🤖 AI Summary
This work addresses the challenge of video-guided Foley sound synthesis under frozen text-to-audio pretrained models. We propose a lightweight cross-modal alignment framework that freezes both the video encoder (V-JEPA2) and the audio generation backbone (Stable Audio Open DiT), and trains only a compact video-to-text cross-attention bridge. Specifically, pooled video tokens are injected after the text cross-attention layer to enforce temporal alignment and local dynamic consistency. This design preserves frozen unimodal priors, enables modular upgrades, and avoids end-to-end retraining. Evaluated on video–audio benchmarks, our method achieves state-of-the-art temporal and semantic alignment performance using less than 1% trainable parameters—while maintaining prompt controllability and high inference efficiency.
📝 Abstract
Foley Control is a lightweight approach to video-guided Foley that keeps pretrained single-modality models frozen and learns only a small cross-attention bridge between them. We connect V-JEPA2 video embeddings to a frozen Stable Audio Open DiT text-to-audio (T2A) model by inserting compact video cross-attention after the model's existing text cross-attention, so prompts set global semantics while video refines timing and local dynamics.

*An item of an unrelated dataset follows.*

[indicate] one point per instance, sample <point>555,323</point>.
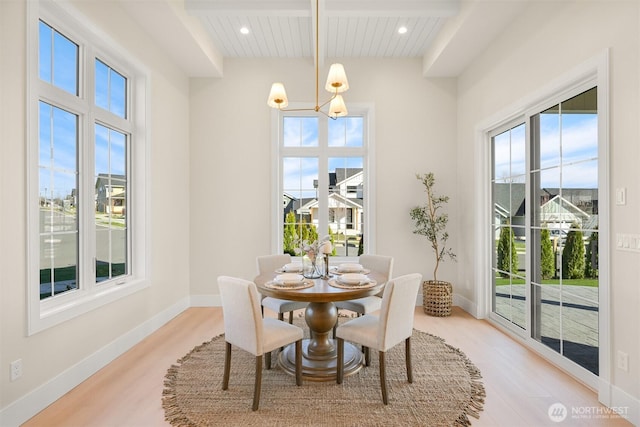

The frozen backbones retain strong marginals (video; audio given text) and the bridge learns the audio-video dependency needed for synchronization -- without retraining the audio prior. To cut memory and stabilize training, we pool video tokens before conditioning. On curated video-audio benchmarks, Foley Control delivers competitive temporal and semantic alignment with far fewer trainable parameters than recent multi-modal systems, while preserving prompt-driven controllability and production-friendly modularity (swap/upgrade encoders or the T2A backbone without end-to-end retraining). Although we focus on Video-to-Foley, the same bridge design can potentially extend to other audio modalities (e.g., speech).